What is Paraplegia?

January 29, 2016 | 5:00 am | By Pants Up Easy

It’s always tough when you don’t understand medical terminology, especially when it relates to someone we know. For instance, I would assume some of you are here because you have a friend in a wheelchair, and you’ve never had the courage to ask about what paraplegia is. That’s understandable: many might consider such a question rude. So it’s a good thing you’re here with us now, because we’re going to fill you in.

Paraplegia is the loss of function in two limbs

And these two limbs are almost always the legs. So why did we choose such a strange term for what could also be called “leg paralysis?” Well, although the majority of paraplegic cases involve the loss of function in the legs, that’s not exactly what the term means. The prefix para- is rooted in Greek, and it means beside or alongside something. Therefore, we’ve twisted this meaning slightly to make it applicable to pairs of things.

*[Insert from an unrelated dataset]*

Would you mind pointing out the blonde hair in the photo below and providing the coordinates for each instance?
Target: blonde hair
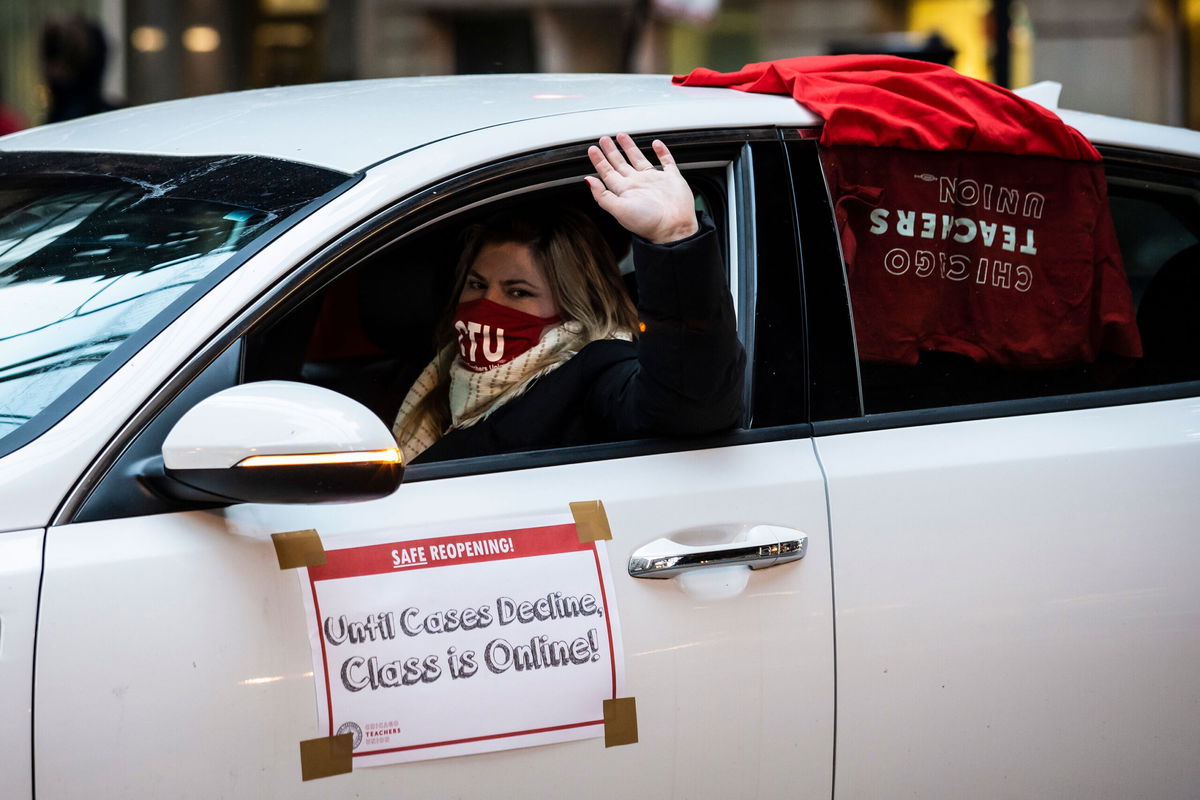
(581, 272)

Therefore, think of para- as referring to two of something; and in the case of paraplegia, that refers to two of your limbs. So paraplegia is literally the loss of feeling in two limbs.

How does some become paraplegic?

Most paraplegia cases happen as the result of traumatic injuries to the spinal cord. The spinal cord contains many different nerve fibers that are vitally important to the central nervous system. If those fibers become too damaged, that’s how loss of feeling occurs. Normally, it’s injuries to the lower part of the spine that result in paraplegia.

What kind of injuries?

The most common cause of paraplegia is motor vehicle accidents. However, it’s possible to become paralyzed as the result of a bad fall (such as the late Christopher Reeve, who was injured in a horseback riding accident), a gunshot wound or even a medical condition (such as MS). In more rare cases, paraplegia can occur as the result of an infection, autoimmune disease or even a tumor alongside the spine.